Caution: Source filters apply before any other computation is done, which can change the values of calculated attributed. See filtering order for more details.

When in doubt, use a semantic filter, not a source filter.

Roles

Domain may control active relationships.

Active Roles

When there are multiple possible ways to connect entities (for example in TPCH, a nation might be connected to supplier or customer) domain allows to select the active role to use.

Active roles enable to choose a relation for entities that have multiple relations. But what if want to enable easily using more than one relation path? See aliases below.

Example (based on TPCH derived example) - include all entities relevant to supply chain, and connect nation and region always through supplier.

type: domain
name: tpch_supply_chain
entities:
  - name: lineitem
  - name: orders
  - name: partsupp
  - name: part
  - name: nation
  - name: region

active_roles:
  - supplier_nation
  1. Active roles must result in an acyclic graph
  2. If an entity that participates in the domain can assume more than one role, at most one of them may be set

Roles Aliases

Role Aliases in domains is in Beta - reach out to support@honeydew.ai to enable in your account

When a domain includes the same entity that connected via multiple relationships, may give an alias for each chosen role.

type: domain
name: tpch_example_when_nation_is_supplier
entities:
  - name: nation
    role_path: [supplier_nation]
    alias: supplier_nation
  - name: region
    role_path: [supplier_nation]
    alias: supplier_region
  - name: nation
    role_path: [customer_nation]
    alias: customer_nation
  - name: region
    role_path: [customer_nation]
    alias: customer_region

Notes:

  1. The entity under a chosen role(s) must have a unique alias (not a name of another entity)
  2. The entity should be able to assume the chosen role(s)
  3. Indirect entities are not allowed: when setting an explicit alias and role for an entity indirect to the role (i.e. for region when the role is on nation) , must also have an alias for every entity on the role path.

Interfaces

Domains on SQL interface

Domains are present as a flat table in the domains schema.

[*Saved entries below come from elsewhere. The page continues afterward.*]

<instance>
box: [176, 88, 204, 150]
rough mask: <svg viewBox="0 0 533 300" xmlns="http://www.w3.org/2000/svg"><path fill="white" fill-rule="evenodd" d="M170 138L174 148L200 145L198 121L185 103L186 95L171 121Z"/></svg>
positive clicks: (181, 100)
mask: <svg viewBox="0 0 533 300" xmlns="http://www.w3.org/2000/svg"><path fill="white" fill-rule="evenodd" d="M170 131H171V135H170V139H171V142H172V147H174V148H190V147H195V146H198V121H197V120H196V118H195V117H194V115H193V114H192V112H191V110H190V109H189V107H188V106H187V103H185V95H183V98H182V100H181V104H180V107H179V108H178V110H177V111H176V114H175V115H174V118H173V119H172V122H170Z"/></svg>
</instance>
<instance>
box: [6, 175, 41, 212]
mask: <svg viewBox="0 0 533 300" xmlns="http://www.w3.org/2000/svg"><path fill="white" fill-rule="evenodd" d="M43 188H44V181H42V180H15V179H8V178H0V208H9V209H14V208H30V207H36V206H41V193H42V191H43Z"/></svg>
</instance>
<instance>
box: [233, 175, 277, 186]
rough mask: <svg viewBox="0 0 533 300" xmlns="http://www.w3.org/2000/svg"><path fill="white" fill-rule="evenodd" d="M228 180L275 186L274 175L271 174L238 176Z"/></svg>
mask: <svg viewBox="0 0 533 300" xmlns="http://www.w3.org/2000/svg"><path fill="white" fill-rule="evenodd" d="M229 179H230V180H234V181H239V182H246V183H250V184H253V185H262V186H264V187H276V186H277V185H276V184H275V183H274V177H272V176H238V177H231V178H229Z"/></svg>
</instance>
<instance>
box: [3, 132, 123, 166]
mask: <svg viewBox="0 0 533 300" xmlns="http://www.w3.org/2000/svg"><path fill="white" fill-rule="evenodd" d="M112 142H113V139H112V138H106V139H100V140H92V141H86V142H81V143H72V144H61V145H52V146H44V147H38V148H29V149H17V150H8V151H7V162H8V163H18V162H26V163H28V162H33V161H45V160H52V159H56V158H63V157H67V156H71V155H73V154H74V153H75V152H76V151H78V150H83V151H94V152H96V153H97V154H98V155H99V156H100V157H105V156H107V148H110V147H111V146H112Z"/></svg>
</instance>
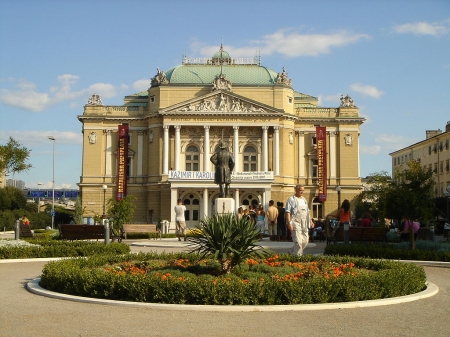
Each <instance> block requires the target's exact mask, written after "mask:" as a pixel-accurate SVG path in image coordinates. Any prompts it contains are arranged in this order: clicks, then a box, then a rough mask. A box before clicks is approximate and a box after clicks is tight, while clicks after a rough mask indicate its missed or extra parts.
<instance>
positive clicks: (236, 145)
mask: <svg viewBox="0 0 450 337" xmlns="http://www.w3.org/2000/svg"><path fill="white" fill-rule="evenodd" d="M233 130H234V135H233V152H234V171H236V172H240V163H239V126H233ZM235 205H238V204H235Z"/></svg>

  • Attributes that are part of the domain are accessible as SQL columns.
  • Metrics that are part of the domain are accessible as SQL columns that can be aggregated on.
  • All filters of the domain apply (in addition to any filters in the SQL query).

See SQL interface for more details.

Domains as a context for dynamic datasets

A dynamic dataset can be associated with a domain. In that case, all domain configuration applies to the dynamic dataset query.

YAML Schema

Every domain is backed by a text file in git that defines it, and keeps history of every change.

The schema for a domain is:

type: domain
name: [name]
display_name: [display name]
owner: [owner]
description: |-
  [desciption]
labels: [...]
folder: [folder]
hidden: [True/False/Yes/No]
entities:
  - name: [entity name]
    fields:
      - name: [field name]
      - ...
    includes: [field pattern to include]
    excludes: [field pattern to exclude]
    role_path: [role]
    alias: [alias for role]
  - ...
filters:
  - [filter expression]
  - ...
source_filters:
  - [source filter expression]
  - ...
active_roles:
  - [active role]
  - ..
parameters:
  - name: [parameter name]
    value: [parameter value]
  - ...
short_term_aggregate_cache_ttl_seconds: [the duration for which a query result can be reused as part of the short-term aggregate cache]

Fields:

  • name: Name of domain
  • display_name, owner, description, labels, folder, hidden: Metadata
  • entities: List of entities that participate in the domain
    • name: Name of entity
    • fields: List of fields from the entity that participate in the domain
      • name: Name of field (attribute or metric)
    • includes: Optional field pattern to include
    • excludes: Optional field pattern to exclude
    • role_path: Optional role path
    • alias: Optional alias for entity
  • filters: List of semantic filters
  • source_filters: List of source filters
  • active_roles: List of active roles
  • parameters (optional): List of parameters and values (override workspace values if they exist)
  • short_term_aggregate_cache_ttl_seconds (optional): Control short term aggregate caching. See Automatic Aggregate Caching.